I lived in Thailand from the years 2005 to 2012 when I returned to the UK to look after my father who passed away a couple of years ago.
I originally had a work permit as I was working for a Thai law firm and after the job finished I had an extension of stay based on marriage with the required funds in my Siam Commercial Bank account which I have had for over 20 years.
Unforunately for reasons that I will not go into, my wife divorced me without my knowledge as we lost contact during my return to the UK as I was here for much longer than I anticipated.
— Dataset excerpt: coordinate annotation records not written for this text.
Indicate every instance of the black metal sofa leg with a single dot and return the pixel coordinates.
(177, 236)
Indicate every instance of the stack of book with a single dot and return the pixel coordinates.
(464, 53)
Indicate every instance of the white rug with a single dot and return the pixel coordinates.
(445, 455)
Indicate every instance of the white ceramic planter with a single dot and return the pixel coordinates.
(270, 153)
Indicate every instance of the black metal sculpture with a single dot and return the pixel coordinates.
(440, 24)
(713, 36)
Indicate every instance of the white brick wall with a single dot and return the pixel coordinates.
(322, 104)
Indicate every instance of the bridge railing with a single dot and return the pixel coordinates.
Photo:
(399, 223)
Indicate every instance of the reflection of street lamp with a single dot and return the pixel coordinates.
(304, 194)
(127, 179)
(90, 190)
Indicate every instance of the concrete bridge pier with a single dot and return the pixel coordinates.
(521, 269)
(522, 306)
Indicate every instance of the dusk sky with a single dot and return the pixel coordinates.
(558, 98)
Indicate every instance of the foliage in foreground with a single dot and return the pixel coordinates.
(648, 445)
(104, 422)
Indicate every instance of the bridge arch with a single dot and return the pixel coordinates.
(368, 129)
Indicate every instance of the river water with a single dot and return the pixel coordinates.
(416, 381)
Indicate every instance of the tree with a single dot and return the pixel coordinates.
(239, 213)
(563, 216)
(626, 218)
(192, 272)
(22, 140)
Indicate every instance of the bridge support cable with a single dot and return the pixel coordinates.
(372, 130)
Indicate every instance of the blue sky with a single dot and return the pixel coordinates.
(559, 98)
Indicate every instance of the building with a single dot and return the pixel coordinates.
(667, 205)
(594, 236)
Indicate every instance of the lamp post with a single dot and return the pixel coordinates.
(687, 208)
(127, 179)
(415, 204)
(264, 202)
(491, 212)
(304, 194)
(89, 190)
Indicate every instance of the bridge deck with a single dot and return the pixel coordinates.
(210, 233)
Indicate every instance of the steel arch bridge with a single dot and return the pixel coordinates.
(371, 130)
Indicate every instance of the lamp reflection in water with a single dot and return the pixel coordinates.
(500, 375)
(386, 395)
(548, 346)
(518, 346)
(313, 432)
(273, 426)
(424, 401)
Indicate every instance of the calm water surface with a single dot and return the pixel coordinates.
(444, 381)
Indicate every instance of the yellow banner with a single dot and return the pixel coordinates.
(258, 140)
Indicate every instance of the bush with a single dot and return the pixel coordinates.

We were reconciled in 2019 and I have been making regular trips to see her since Covid restrictions were lifted.
We have not remarried.
I now wish to return to live in Thailand but until I have obtained the proceeds of the sale of my house which is currently going through, I do not have the required 800k baht in my SCB account.
I will be able to transfer it on completion of the sale but I want to get a non immigrant O visa here which will give me 90 days in Thailand during which time the 800k baht will be sitting in my account in readiness for the application for retirement extension of stay.
However upon researching the procedure here it seems that I have to have either proof of marriage with 400k baht, or 800k baht already deposited.
Is there any way I can come to Thailand on a 30 day visa on arrival and then apply for a Non Immigrant O whilst in Thailand or do I have to deposit the money in SCB first and kick my heeels around in the UK for 3 months before I come over.
I will be living in Khon Kaen and will have proof of residency.
A friend who lives in Thailand has suggested that I just come over on the 30 day visa on arrival and rely on the services of an agent but I would rather pursue then official line of application if possible.
I would appreciate any help you could give me on this dilemma
Many thanks
If you apply for a non-O single entry e-visa based on retirement from London you will have 90days from date of grant to enter Thailand and then 90 days from date of entry, to do the extension of stay.
Easiest option, you can pick your moment, perhaps sending some funds just before you fly out?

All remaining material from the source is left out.